IFL Science reports on the find of 50 mummies on the west bank of the Nile. You can read the article here. They may come from the Ptolemaic era. Reading the article, I was taken by the fact that they were found thirty feet below ground. Does this mean Ptolemy I’s Alexandria is now that far below ground as well?

“In 334 BCE, Alexander the Great set out to conquer the world.” We don’t actually know for sure that he did but this article on the Bookriot website is a nice little run down of facts about the Great Library of Alexandria, which either he or Ptolemy I Soter - not Demetrius of Phaleron as the article states - founded.

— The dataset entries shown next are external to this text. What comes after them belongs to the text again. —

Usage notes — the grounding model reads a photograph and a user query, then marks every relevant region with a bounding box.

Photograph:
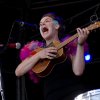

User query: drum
[74,89,100,100]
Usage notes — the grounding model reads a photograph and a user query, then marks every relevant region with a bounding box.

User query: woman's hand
[38,47,57,59]
[77,28,90,45]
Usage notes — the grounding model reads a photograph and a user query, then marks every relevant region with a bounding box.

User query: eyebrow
[40,18,52,24]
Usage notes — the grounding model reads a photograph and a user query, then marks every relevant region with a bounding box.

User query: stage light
[85,53,91,62]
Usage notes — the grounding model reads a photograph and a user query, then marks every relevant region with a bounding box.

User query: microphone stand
[0,19,21,100]
[0,67,5,100]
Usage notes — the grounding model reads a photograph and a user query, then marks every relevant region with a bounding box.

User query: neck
[46,36,60,46]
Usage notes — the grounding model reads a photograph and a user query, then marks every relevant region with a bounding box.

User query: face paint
[53,20,59,25]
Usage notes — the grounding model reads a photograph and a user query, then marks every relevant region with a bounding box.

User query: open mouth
[42,27,48,33]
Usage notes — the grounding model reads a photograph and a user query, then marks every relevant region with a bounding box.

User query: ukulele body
[32,40,67,77]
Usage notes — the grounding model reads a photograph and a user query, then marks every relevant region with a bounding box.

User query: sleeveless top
[42,57,86,100]
[20,38,88,100]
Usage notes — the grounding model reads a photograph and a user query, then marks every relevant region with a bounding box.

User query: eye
[45,20,51,22]
[39,18,52,26]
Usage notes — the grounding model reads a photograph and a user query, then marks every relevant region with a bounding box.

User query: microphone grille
[16,43,21,49]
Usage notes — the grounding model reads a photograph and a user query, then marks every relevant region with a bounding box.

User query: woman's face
[39,16,59,40]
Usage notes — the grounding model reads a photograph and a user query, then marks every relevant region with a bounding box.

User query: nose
[41,22,46,26]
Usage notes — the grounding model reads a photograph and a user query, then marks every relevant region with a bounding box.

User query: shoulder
[62,34,77,51]
[24,40,44,50]
[62,34,89,55]
[20,40,44,60]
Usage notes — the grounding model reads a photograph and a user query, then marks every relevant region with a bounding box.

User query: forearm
[15,53,40,77]
[72,44,85,76]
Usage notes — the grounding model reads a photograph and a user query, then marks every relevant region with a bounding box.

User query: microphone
[15,19,38,29]
[0,42,21,49]
[15,20,24,27]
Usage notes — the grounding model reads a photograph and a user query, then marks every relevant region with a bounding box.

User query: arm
[71,28,89,76]
[15,40,42,77]
[15,47,57,77]
[71,44,85,76]
[15,52,41,77]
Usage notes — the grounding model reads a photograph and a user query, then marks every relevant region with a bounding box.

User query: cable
[65,3,100,23]
[0,21,16,54]
[90,3,100,23]
[94,3,100,14]
[31,0,92,10]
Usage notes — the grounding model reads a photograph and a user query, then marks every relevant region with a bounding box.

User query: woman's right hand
[38,47,57,59]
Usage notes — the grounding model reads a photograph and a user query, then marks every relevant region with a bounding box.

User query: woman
[15,12,89,100]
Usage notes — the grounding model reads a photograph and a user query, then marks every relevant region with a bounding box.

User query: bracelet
[77,42,84,46]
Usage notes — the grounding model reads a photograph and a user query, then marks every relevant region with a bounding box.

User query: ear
[53,20,60,29]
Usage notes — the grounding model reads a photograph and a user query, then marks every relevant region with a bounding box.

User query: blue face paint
[53,20,59,25]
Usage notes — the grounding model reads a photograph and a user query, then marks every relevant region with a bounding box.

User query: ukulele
[31,21,100,77]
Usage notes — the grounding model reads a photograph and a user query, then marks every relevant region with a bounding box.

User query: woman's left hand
[77,28,90,45]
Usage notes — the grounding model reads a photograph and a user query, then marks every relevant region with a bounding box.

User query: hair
[41,12,66,39]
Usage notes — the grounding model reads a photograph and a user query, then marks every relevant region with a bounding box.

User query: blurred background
[0,0,100,100]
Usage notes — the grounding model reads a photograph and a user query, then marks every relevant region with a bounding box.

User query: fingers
[46,53,57,59]
[77,28,89,36]
[82,28,90,37]
[84,28,90,35]
[77,27,90,45]
[47,47,57,53]
[45,47,57,59]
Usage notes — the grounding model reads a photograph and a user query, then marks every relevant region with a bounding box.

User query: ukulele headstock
[87,21,100,31]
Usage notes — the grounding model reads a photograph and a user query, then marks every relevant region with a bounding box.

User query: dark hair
[41,12,65,39]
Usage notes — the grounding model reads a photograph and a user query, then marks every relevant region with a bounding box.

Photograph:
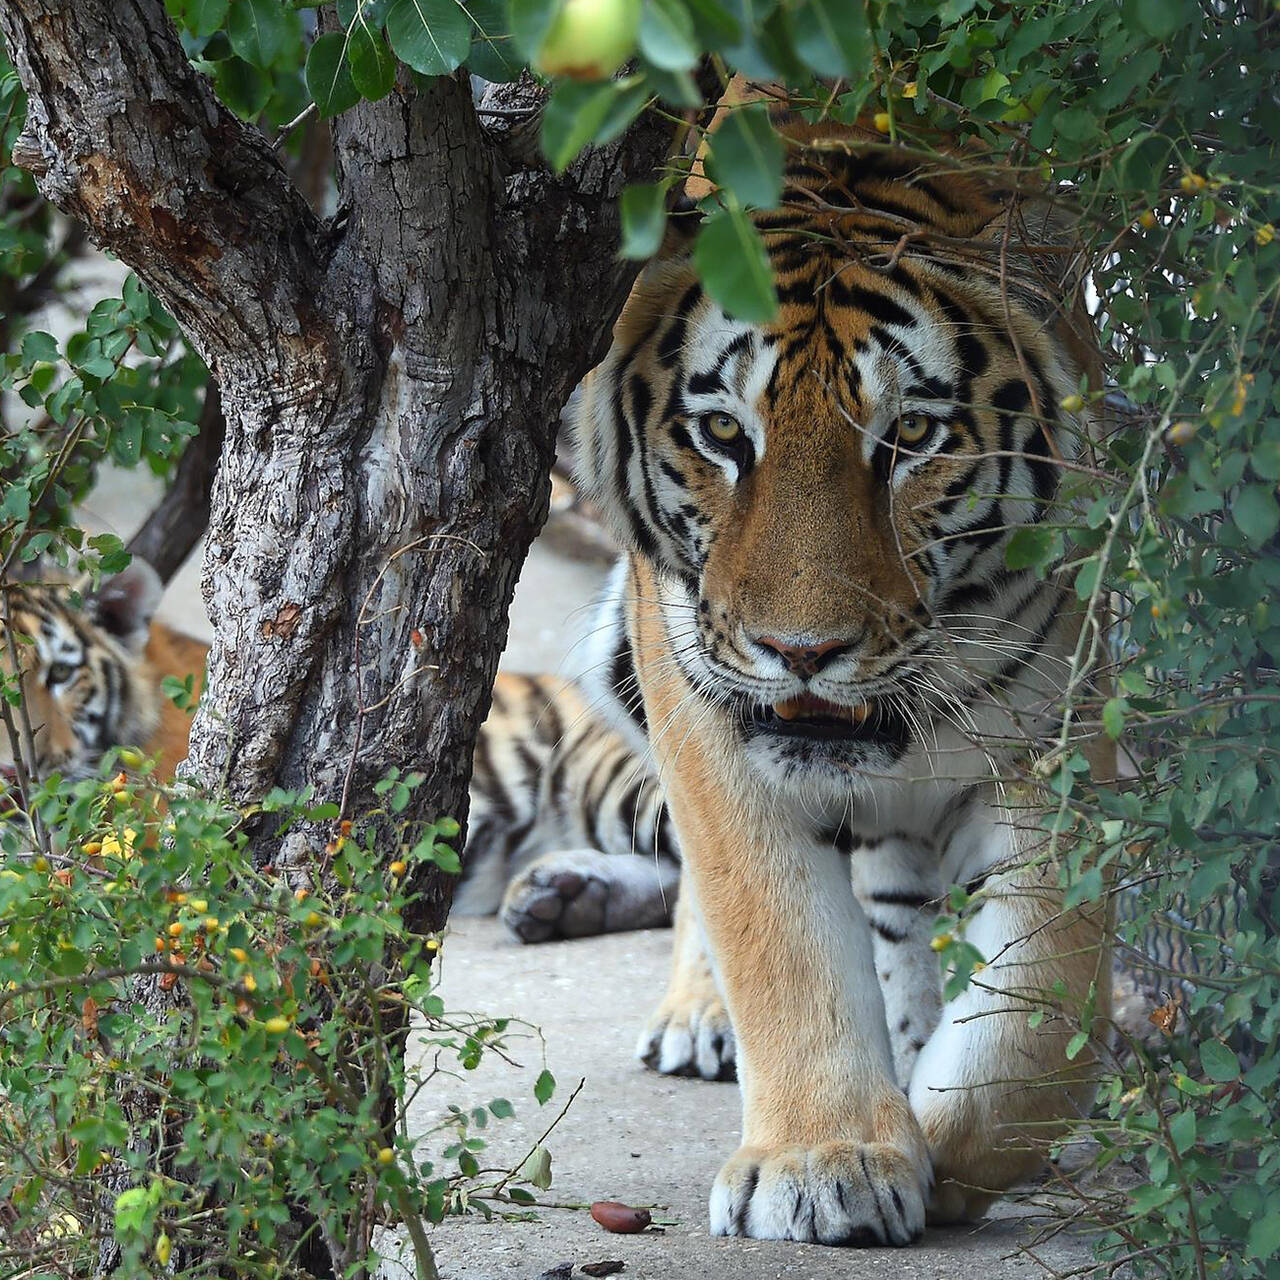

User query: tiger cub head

A neat little biography of Alexander can be found here at the National Geographic website. It contains a couple of interesting statements that I wouldn’t mind exploring in the future - that Alexander was not ‘much of a diplomat’ and that the Macedonian army became ‘mutinous’ in India.

The Ten Best Generals of All Time - According to Ethan Arsht. You can read the short version at Business Insider‘s website here, or Mr Arsht’s article here. Warning: it involves maths! This warning is really for me as I am useless at numbers but I will try to read Mr. Arsht’s article even though - shock, horror - he does not put Alexander at No. 1.

Book Review: The Land of the Elephant Kings: Space, Territory, and Ideology in the Seleucid Empire by Paul J. Kosmin. This is a short review at the StrategyPage website of a book that will be of interest to anyone who is serious about the Seleucids.

Could you be the next Seleucus I Nikator? Antigonus Monophthalmus? Scipio Africanus? Gamasutra and the makers of the ‘grand strategy’ game Imperator: Rome look forward to its release in late April here.